Я вздохнул. Похоже, разговора на французском не избежать. Французский был одним из немногих школьных предметов, который Маркус знал лучше меня. В свое время с ним занималась французская гувернантка, и она поставила ему приличное произношение. Мало того, в отличие от меня он бывал за границей и там нахватался слов и фраз, которых не узнал бы ни от какой гувернантки. И еще у него была противная привычка: стоило неправильно произнести слово, он тут же тебя поправлял. Но педантом он не был, за свой чистый французский не держался и снисходил до болтовни на жаргонной смеси французского с английским, всеми в школе любимой. Я был его гостем, а гостю полагается выполнять прихоти хозяина. Впрочем, ему надо отдать должное — он еще ни разу не навязывал мне разговора, в котором он блистал бы, а я — нет. Да и тогда он навязал его, видимо, по одной причине — не мог простить мне субботнего успеха. Наверное, считал, что с меня надо сбить спесь — не знал, что это уже сделано в полной мере. Я отчасти разгадал его замысел и возмутился. Наши разговоры нередко принимали характер словесной дуэли — кто кого; мы балансировали на острие ножа между дружбой и разрывом; но на сей раз наша скрытая враждебность просочилась ближе к поверхности.
— Je suggere que nous visitons[30] сараи в глубине сада, — не без труда предложил я.
— Mais oui! Quelle bonne idee! Ces sont des places delicieuses[31].
— А я думал, что place[32] значит площадь, — заметил я.
— Bon! Vous venez sur![33] — поддел он меня, переходя, к моему облегчению, на менее классический французский. — Et que trouvons nous la? [34]
— Во-первых, красавку, — ответил я, надеясь направить его в русло английской речи.
— Vous voudriez dire la belladonne, n'est-ce pas?[35]
— Oui, атропа белладонна, — ответил я, забивая его французской латынью.

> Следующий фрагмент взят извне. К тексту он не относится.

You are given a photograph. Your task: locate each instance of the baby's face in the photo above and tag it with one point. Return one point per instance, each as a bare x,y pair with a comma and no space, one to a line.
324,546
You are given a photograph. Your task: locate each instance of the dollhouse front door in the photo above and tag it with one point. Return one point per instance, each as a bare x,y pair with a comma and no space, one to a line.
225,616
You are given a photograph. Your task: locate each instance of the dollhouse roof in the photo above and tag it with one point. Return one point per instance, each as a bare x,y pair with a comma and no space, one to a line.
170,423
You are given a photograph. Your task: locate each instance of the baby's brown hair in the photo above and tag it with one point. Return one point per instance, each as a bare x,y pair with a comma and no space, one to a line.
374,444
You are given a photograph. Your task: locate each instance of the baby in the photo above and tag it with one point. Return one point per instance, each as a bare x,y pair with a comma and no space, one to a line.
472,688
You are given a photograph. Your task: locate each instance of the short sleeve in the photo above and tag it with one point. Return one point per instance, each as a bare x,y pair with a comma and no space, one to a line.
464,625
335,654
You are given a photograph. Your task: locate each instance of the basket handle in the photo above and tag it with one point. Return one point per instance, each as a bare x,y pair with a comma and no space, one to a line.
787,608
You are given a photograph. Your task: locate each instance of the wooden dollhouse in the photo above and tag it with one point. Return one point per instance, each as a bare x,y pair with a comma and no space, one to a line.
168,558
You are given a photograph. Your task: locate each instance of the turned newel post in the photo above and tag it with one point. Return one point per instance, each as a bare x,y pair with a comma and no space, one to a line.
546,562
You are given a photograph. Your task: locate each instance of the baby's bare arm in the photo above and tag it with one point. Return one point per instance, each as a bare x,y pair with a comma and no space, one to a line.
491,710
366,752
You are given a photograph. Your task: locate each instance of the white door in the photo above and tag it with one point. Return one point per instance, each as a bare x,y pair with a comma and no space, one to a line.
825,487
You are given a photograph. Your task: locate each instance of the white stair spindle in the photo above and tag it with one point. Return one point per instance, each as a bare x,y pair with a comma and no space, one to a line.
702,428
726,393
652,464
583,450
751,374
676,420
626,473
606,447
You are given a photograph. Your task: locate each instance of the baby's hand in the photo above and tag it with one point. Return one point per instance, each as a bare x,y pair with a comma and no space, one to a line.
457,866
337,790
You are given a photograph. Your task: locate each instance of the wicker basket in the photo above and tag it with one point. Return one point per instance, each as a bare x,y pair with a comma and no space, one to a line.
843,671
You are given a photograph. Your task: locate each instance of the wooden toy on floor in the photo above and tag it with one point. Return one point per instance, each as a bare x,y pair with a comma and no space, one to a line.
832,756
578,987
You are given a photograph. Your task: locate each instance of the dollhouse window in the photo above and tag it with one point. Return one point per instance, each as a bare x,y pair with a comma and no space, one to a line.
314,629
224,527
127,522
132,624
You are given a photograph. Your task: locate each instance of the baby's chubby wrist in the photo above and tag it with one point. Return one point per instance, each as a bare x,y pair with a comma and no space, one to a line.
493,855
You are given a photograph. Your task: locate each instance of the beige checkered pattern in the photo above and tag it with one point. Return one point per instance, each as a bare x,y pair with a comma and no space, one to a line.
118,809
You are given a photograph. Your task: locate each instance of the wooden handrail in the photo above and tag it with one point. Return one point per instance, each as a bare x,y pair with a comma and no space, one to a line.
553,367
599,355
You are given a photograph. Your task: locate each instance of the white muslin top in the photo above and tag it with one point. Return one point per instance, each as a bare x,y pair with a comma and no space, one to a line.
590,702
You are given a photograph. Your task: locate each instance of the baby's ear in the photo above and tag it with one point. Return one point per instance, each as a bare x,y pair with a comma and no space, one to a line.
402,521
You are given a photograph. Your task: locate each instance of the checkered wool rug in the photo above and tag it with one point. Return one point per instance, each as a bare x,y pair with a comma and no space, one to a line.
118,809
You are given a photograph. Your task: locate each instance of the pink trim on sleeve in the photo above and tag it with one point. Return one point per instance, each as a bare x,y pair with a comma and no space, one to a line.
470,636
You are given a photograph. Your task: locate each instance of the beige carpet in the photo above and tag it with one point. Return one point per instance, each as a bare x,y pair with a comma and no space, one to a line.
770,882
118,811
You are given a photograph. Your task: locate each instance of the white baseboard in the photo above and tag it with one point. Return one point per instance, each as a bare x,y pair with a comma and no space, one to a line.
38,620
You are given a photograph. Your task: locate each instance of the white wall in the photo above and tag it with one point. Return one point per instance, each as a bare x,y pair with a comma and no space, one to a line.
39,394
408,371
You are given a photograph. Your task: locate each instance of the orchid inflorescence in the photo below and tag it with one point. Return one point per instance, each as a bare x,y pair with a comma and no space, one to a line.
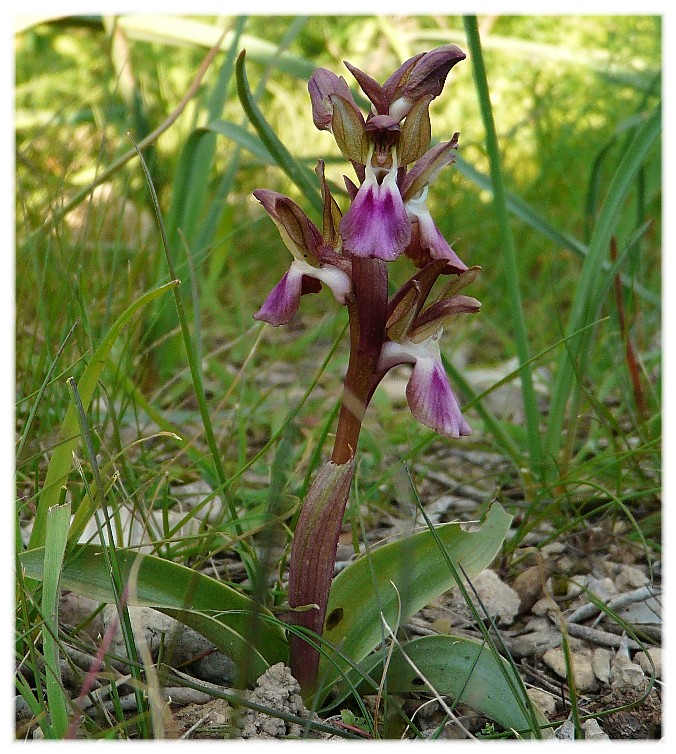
394,161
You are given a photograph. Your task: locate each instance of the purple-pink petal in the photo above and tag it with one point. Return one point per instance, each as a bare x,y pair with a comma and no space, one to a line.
284,299
376,225
431,399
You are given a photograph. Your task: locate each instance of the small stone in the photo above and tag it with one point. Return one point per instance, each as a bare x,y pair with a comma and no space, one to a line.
603,589
601,659
499,599
278,690
543,700
582,667
566,732
593,731
644,661
626,674
534,644
647,612
630,578
529,584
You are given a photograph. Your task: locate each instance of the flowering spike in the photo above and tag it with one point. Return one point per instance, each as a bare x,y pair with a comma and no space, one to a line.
370,87
348,128
376,225
427,243
428,167
416,132
440,314
300,235
283,301
396,81
331,212
426,76
428,392
321,86
431,399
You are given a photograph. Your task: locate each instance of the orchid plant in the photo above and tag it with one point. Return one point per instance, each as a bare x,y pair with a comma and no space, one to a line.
394,161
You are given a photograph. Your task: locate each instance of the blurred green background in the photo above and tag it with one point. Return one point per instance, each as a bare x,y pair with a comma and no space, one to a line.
568,94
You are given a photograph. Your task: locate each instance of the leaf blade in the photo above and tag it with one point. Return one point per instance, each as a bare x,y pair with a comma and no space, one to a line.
417,569
234,622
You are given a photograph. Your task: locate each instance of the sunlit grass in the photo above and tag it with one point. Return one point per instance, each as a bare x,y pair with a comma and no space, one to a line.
566,99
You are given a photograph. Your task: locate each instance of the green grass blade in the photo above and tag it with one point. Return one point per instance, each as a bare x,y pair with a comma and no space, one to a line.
416,566
303,177
62,458
175,30
41,391
190,350
533,219
221,613
510,271
191,180
572,363
58,519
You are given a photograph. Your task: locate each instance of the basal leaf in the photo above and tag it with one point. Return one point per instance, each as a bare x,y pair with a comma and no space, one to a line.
400,578
233,622
465,670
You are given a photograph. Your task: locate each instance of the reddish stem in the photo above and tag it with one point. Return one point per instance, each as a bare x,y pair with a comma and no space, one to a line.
313,551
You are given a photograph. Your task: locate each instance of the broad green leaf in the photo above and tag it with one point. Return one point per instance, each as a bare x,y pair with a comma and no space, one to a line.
465,670
398,579
58,518
62,457
238,626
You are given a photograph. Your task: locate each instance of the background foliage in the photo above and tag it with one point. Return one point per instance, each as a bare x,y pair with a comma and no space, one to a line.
568,95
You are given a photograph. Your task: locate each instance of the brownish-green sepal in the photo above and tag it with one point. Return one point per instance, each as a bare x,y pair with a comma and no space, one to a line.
416,132
348,124
440,313
422,281
428,167
331,213
461,281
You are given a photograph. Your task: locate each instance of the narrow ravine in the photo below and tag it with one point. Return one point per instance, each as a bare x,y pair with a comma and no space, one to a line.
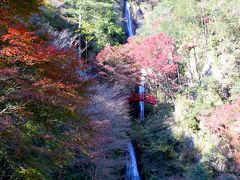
132,169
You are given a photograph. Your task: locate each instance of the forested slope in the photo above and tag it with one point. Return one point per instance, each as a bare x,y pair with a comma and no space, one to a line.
67,70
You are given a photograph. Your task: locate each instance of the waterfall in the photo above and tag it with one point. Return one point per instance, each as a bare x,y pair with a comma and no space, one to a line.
128,16
129,22
132,169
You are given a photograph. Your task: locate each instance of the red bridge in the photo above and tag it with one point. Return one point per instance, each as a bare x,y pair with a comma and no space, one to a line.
144,97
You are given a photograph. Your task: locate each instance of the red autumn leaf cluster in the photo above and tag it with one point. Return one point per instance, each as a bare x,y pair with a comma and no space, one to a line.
155,54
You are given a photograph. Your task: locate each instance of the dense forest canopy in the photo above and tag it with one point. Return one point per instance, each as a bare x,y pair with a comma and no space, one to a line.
67,70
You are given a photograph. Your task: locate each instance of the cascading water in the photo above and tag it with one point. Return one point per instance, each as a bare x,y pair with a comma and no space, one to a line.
128,17
132,170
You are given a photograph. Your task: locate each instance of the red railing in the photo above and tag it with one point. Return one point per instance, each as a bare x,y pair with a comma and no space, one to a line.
144,97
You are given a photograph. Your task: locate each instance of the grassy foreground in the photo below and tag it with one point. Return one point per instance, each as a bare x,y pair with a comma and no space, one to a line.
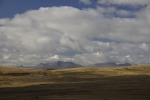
119,83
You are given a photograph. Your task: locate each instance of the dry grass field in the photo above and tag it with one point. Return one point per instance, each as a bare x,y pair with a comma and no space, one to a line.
86,83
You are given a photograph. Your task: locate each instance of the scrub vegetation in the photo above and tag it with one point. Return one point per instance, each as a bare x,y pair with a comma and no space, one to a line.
86,83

— Eh bien, je jamais![36] — воскликнул он, но я знал, что заработал очко, потому что «Eh bien, je jamais», хоть и звучало насмешливо, подразумевало временное признание, и мы вернулись в лоно родного языка, вернее, к его средневековым и шутливым разновидностям.
Почти каждый семестр какие-то фразы и словечки пожаром проносились по школе и превращались в фетиш. Откуда они взялись, кто их выпустил на свет — этого никто не знал, но щеголяли ими все. Другие же слова, казалось бы совершенно безвредные, объявлялись табу, и применившие их подвергались всеобщему осмеянию. Не дай Бог, сорвется такое слово с языка — задразнят. До сих пор помню, как мои мучители шипели на меня: «Повержен!» Через неделю-другую мода проходила, и слова обретали свою нормальную ценность. «Vous venez sur» (Ты делаешь успехи) и «Eh bien, je jamais» (Вот те на!) были у нас последним криком моды.
До сараев было минут десять ходу. Их выстроили по соседству со старым огородом, разбитым, как это часто бывает, на почтительном расстоянии от дома. Тропка, вернее, дорожка, посыпанная шлаком, тянулась среди рододендронов, наверное, во время их цветения здесь любили бывать гости. Но сейчас это место было мрачным, зловещим и даже пугающим, отчасти этим оно меня и привлекало. Я не раз порывался снова навестить красавку, но в последнюю минуту меня охватывал неоправданный страх, и я поворачивал назад. Однажды я встретил на этой дорожке Мариан — больше никогда и никого здесь не видел. Но с Маркусом тревога моя уменьшилась и обернулась приятным возбуждением первооткрывателя.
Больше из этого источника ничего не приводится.